My very favorite is Jon Krakauer's "Into Thin Air." "No Shortcuts" is less literary but filled with interesting information and exciting action. After all, the author has climbed the 14 highest mountains in the world and made me feel like I struggled with him through the cold. and often
heartless, mountains.
My best friend texted me on Valentine's Day, telling me to look on my porch. Behind my statue of The Mad Hatter was an envelope.
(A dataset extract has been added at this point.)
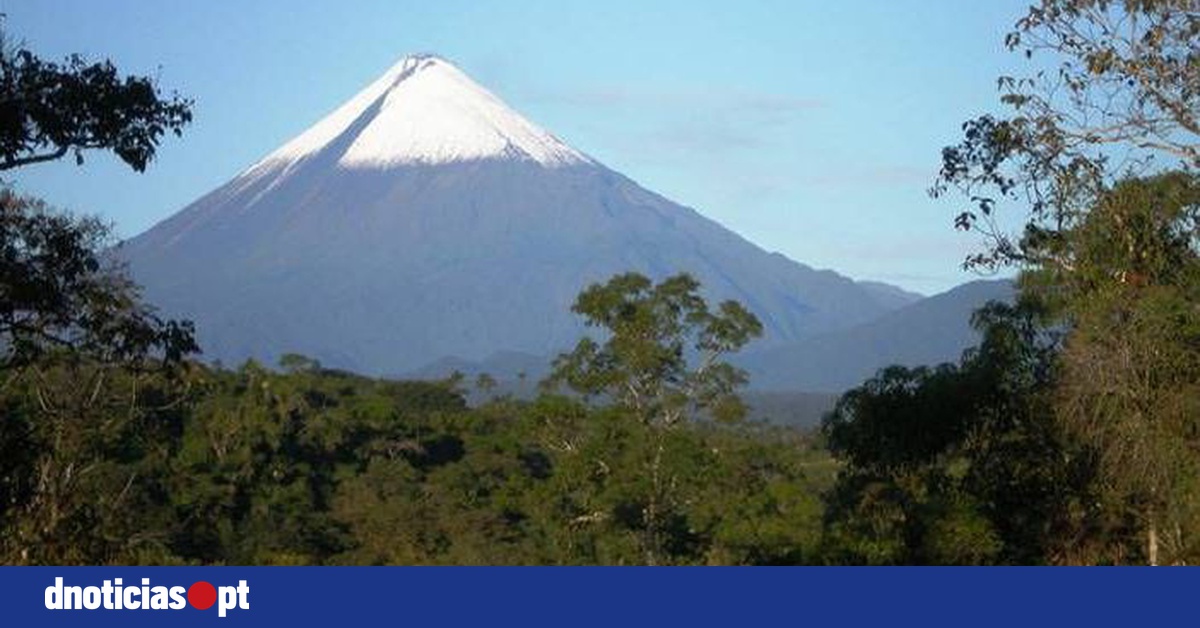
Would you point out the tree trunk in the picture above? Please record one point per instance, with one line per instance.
(1152, 544)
Inside the envelope was this book and a note telling me he thought I would enjoy it and that he had seen Ed Viesturs at a company seminar give a motivational speech. He said he was very inspiring. Chris was correct in assuming I would love the read.
For anyone who enjoys books about mountain climbing, memoirs of interesting people or just true tales of action and adventure, this book will make you glad you read it. -
DNF @ 42% (Pg. 155)
I have zero desire to listen to this book anymore, it’s funny because I just got to the part about the 96 disaster on Everest but I just can’t do it. This book is not storytelling, it’s just boastful, it’s like the entire synopsis of the book can be “look at all the wonderful choices that I made, aren’t I amazing”... to add to that there’s no coherent timeline, the story starts with him climbing K2 (and his “relations” with another climber) and then it jumps to him in his adolescent years. It feels like he was just spitballing the entire time. For me there was no sense, no real nitty gritty details of the climbing expeditions which I expected from a book about climbing mountains, and ultimately this is what made me put it down. Part of me also didn’t want to hear about all the great decisions that he made during the Everest disaster, because that’s definitely not an event to boast about your own greatness. -
Ed Viesturs is one of the few people in the world to have climbed all of the 8,000-meter-high mountains: there are fourteen total. This book surveys each of his climbs. He was on Everest in 1996 when the disaster Krakauer wrote about in Into Thin Air happened and provides an interesting perspective on that. He says he is viewed as a cautious, conservative climber--he believes it is equally important to get down the mountain as it is to get up--and attributes this in part to his connection to his family. He tries to explain how stressful his climbing has been for his wife and children as well, and to detail how his attention to safety on the mountains in some ways mitigates the risks one takes when attempting to climb at such high altitudes without supplemental oxygen. Very interesting.